После кинотеатра он перекусил в кафе "Момент", а когда сумерки опустились на малоэтажные улицы города и солнце видела лишь золотая маковка старинной церкви, в которой располагался областной краеведческий музей, он отправился по нужному адресу.
Это был двухэтажный четырехквартирный дом с двумя входами, расположенный на окраинной улице, окруженный высокими кустами сирени, еще не расцветшей. Во всех окнах горел свет.
Человек с "Одиссея" поднялся на второй этаж, позвонил в квартиру № 4, откашлялся в кулак.
- Кто? - спросил за дверью низкий женский голос.
- Домна Поликарповна? - тихо спросил пришелец.
Дверь открылась. Перед ним стояла пожилая, лет под шестьдесят, женщина с проседью в черных волосах, с густыми черными бровями. Она была очень высока ростом, никак не ниже ста восьмидесяти. Человек с "Одиссея" знал ее по описаниям довольно хорошо, но сейчас, увидев наяву, был несколько удивлен. Домна Поликарповна производила очень внушительное впечатление, несмотря на то что облачена была в довольно засаленный халат малинового цвета. Вероятно, в молодости она была весьма недурна собою.
- Вы ко мне? - удивленно спросила она своим почти мужским баритоном, глядя на него сверху вниз.
- Именно к вам.
- Но я вас не знаю… - Она пожала плечами. - Впрочем, заходите, не через порог же разговаривать…

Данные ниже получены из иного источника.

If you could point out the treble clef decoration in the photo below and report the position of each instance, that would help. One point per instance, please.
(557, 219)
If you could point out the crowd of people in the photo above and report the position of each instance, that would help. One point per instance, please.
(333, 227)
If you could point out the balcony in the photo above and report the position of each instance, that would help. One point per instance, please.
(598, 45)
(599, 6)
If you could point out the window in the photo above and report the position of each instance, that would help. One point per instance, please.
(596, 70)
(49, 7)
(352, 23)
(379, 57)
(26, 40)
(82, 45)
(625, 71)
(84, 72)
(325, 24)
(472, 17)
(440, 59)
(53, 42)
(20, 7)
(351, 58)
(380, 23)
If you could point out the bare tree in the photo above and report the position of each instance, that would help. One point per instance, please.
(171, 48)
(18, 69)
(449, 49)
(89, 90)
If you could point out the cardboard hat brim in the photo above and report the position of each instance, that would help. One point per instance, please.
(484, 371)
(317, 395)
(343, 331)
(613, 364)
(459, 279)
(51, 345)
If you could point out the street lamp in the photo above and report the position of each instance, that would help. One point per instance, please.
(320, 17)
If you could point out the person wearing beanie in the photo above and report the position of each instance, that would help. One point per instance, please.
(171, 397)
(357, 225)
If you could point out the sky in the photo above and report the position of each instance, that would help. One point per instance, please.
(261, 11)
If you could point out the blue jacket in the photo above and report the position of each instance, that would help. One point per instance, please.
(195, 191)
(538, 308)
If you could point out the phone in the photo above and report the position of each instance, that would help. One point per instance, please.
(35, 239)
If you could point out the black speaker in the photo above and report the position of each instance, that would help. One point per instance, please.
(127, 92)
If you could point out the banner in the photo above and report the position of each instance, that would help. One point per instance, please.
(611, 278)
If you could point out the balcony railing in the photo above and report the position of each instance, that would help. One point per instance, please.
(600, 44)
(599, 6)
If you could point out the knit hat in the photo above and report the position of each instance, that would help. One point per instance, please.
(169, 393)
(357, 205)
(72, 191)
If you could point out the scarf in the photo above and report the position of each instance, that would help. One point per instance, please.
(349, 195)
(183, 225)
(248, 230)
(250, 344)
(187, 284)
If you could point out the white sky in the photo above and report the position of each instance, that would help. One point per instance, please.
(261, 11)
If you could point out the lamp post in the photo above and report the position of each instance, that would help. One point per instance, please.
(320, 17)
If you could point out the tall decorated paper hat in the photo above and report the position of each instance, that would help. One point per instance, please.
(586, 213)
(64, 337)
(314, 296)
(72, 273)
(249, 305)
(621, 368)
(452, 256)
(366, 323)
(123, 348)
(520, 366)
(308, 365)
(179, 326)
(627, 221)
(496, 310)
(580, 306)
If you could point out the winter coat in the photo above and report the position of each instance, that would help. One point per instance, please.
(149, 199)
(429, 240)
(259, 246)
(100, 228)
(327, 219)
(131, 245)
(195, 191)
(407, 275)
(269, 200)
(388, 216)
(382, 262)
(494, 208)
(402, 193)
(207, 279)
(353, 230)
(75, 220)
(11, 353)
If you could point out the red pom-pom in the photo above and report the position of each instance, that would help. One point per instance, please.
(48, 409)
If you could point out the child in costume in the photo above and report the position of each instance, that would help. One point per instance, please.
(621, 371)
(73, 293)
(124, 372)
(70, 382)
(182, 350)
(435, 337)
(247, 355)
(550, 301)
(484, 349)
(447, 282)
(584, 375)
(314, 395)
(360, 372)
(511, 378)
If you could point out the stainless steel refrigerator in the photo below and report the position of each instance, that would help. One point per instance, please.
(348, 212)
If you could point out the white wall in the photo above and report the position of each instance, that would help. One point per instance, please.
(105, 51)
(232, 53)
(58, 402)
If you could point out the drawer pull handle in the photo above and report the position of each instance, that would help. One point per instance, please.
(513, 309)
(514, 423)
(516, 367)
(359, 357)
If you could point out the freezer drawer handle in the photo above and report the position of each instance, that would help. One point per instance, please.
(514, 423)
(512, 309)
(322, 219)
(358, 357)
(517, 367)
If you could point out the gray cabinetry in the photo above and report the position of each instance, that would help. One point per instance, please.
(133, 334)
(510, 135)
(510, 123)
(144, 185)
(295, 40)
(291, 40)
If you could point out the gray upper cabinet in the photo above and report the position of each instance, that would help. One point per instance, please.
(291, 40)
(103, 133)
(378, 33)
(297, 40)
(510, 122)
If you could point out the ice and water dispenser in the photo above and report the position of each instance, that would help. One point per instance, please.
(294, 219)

Она провела его на кухню, которая не блистала чистотой и была насквозь пропитана запахом кофе. Показав ему на старенький венский стул, взяла из лежавшей на столе пачки "Беломора" папиросу, чиркнула спичкой, закурила и сказала:
- Что же вы молчите? Вас Борис Петрович прислал или кто?
- Какой Борис Петрович? - Он сел, поставив портфель между ног.
Домна Поликарповна показала папиросой на пол.
- Ну, сосед мой снизу… Вы по поводу жилья?
Человек с "Одиссея" улыбнулся.
- Да, квартира мне нужна, но прислал меня к вам не Борис Петрович. Я из очень далеких краев, Домна Поликарповна.
- Загадки какие-то! - раздраженно сказала она. - Послушайте, довольно кокетничать, мне не семнадцать лет. Если вы хотите снять комнату - пожалуйста! А рассусоливать тут нечего.
- Вы бы присели, а то как-то неудобно - я сижу, вы стоите, - сказал он. - Можно, я тоже закурю?
- Ради бога! - Она села на стул по другую сторону стола. - Так в чем дело?
- Видите ли, Домна Поликарповна, как бы вам объяснить… - Он мялся, но делал это рассчитанно.
- Слушайте, молодой человек, не морочьте мне голову. Говорите прямо, кто вы и что вам нужно. - Она начинала сердиться, но голоса не повышала, как будто бы они с самого начала договорились не кричать. Со стороны их можно было бы принять за людей, которые только для посторонних хотят казаться взаимно недоброжелательными, а на самом деле испытывают друг к другу глубокую симпатию.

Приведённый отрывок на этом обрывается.